Dalam kunjungan delegasi Binmas Polri ke Jepang dari 3 hingga 11 September 2026, personel belajar tentang bagaimana kepolisian Jepang menerapkan community policing melalui petugas Koban dan Chuzaisho, yang bertujuan untuk mencegah kejahatan serta menjaga keamanan. Trunoyudo menekankan pentingnya pertukaran informasi ini untuk memperkuat peran Bhabinkamtibmas, yang berfungsi langsung dalam interaksi masyarakat di level daerah.
Penerapan ilmu yang diperoleh tidak akan dilakukan secara langsung, tetapi akan mempertimbangkan kondisi sosial dan kebutuhan masyarakat di Indonesia.
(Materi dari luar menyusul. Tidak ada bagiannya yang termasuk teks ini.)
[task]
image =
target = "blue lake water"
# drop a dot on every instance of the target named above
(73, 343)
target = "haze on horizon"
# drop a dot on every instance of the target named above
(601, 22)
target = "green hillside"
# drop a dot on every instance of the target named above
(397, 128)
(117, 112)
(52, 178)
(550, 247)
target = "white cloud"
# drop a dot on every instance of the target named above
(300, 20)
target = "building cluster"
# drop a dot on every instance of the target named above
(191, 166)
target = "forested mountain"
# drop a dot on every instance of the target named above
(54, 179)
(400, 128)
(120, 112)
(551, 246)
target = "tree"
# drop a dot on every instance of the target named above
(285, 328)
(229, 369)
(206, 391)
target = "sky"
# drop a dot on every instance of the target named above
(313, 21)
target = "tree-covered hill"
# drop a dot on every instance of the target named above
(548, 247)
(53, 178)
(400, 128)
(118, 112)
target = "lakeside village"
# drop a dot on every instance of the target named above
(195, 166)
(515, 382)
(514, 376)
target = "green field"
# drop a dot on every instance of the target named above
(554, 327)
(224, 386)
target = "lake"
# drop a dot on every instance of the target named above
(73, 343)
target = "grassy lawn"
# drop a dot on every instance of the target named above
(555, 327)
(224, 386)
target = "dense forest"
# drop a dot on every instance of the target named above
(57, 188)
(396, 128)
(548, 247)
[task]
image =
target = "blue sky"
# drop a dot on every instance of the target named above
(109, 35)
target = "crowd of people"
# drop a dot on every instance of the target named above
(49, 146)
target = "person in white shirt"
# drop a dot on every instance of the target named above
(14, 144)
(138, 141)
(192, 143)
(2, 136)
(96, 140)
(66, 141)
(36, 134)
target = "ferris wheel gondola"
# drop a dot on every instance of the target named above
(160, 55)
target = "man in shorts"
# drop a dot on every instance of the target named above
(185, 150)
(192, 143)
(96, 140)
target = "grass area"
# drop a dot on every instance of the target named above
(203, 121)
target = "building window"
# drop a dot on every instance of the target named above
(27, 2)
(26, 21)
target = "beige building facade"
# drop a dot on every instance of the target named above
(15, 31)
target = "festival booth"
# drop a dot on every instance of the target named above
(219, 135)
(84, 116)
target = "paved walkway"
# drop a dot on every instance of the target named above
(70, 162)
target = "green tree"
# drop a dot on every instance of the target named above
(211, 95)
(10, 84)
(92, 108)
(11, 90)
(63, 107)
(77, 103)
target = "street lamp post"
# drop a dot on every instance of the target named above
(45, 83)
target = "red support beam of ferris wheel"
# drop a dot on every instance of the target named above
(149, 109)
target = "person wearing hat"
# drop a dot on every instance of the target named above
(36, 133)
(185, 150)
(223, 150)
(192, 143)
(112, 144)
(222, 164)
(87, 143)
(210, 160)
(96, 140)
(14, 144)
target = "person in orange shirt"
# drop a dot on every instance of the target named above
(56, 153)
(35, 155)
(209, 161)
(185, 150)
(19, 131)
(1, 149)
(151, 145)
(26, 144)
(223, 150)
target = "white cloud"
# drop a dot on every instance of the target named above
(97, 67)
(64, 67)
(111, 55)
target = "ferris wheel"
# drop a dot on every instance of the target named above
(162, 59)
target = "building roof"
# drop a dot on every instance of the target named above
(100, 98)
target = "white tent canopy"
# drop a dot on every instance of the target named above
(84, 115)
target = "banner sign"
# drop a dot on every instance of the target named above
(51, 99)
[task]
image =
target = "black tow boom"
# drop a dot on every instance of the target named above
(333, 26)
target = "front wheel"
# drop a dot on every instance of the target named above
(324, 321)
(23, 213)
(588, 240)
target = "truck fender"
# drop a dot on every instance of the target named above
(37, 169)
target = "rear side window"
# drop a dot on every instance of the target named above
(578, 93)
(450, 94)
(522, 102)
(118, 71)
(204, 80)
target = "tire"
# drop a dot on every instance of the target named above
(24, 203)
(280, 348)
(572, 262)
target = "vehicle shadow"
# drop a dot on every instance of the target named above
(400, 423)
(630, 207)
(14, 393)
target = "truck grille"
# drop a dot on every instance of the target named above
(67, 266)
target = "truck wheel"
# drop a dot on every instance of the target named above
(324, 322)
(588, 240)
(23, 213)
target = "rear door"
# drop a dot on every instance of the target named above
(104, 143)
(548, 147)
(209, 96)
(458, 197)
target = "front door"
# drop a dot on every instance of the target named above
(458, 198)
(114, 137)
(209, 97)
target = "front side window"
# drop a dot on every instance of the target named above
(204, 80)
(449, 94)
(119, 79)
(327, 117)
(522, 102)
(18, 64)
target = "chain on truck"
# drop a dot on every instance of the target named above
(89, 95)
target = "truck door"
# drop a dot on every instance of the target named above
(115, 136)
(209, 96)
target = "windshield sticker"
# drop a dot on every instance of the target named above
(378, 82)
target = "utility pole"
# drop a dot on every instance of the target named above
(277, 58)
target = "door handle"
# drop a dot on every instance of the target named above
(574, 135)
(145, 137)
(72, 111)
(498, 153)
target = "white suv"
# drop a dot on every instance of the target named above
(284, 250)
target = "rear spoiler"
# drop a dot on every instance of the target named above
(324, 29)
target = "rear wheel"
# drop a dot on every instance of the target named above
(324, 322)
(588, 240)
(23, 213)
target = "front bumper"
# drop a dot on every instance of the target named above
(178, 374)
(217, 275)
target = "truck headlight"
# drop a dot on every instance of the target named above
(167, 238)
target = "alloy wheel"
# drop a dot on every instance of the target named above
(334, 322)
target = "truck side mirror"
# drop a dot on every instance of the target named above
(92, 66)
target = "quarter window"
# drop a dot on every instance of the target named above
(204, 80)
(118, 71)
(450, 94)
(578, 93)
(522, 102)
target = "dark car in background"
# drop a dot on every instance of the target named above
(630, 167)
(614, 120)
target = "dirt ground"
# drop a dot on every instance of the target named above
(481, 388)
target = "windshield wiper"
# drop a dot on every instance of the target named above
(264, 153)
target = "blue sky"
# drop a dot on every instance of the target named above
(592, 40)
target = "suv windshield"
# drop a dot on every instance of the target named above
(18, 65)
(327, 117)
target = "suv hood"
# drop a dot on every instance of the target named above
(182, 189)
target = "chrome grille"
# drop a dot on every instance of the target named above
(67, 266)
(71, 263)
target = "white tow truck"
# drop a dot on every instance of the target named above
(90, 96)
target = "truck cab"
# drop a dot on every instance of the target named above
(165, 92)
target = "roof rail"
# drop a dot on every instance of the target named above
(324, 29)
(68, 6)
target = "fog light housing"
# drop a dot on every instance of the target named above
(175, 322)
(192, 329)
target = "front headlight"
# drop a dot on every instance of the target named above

Trunoyudo menututkan bahwa prinsip yang dipegang adalah mengadopsi yang baik dari pengalaman tersebut, dengan penyesuaian yang diperlukan.
Tidak hanya mengenai community policing, delegasi juga meneliti sistem pendidikan dan pembentukan personel kepolisian melalui kunjungan ke sekolah-sekolah kepolisian di Jepang. Langkah ini merupakan bagian dari upaya untuk meningkatkan kualitas sumber daya manusia di Polri, khususnya bagi personel yang melaksanakan fungsi pembinaan di lapangan.
Seluruh pembiayaan untuk kunjungan tersebut ditanggung oleh Pemerintah Jepang melalui Japan International Cooperation Agency (JICA), yang menunjukkan kolaborasi erat antara Polri dan pemerintah Jepang dalam memperkuat keamanan dan ketertiban masyarakat.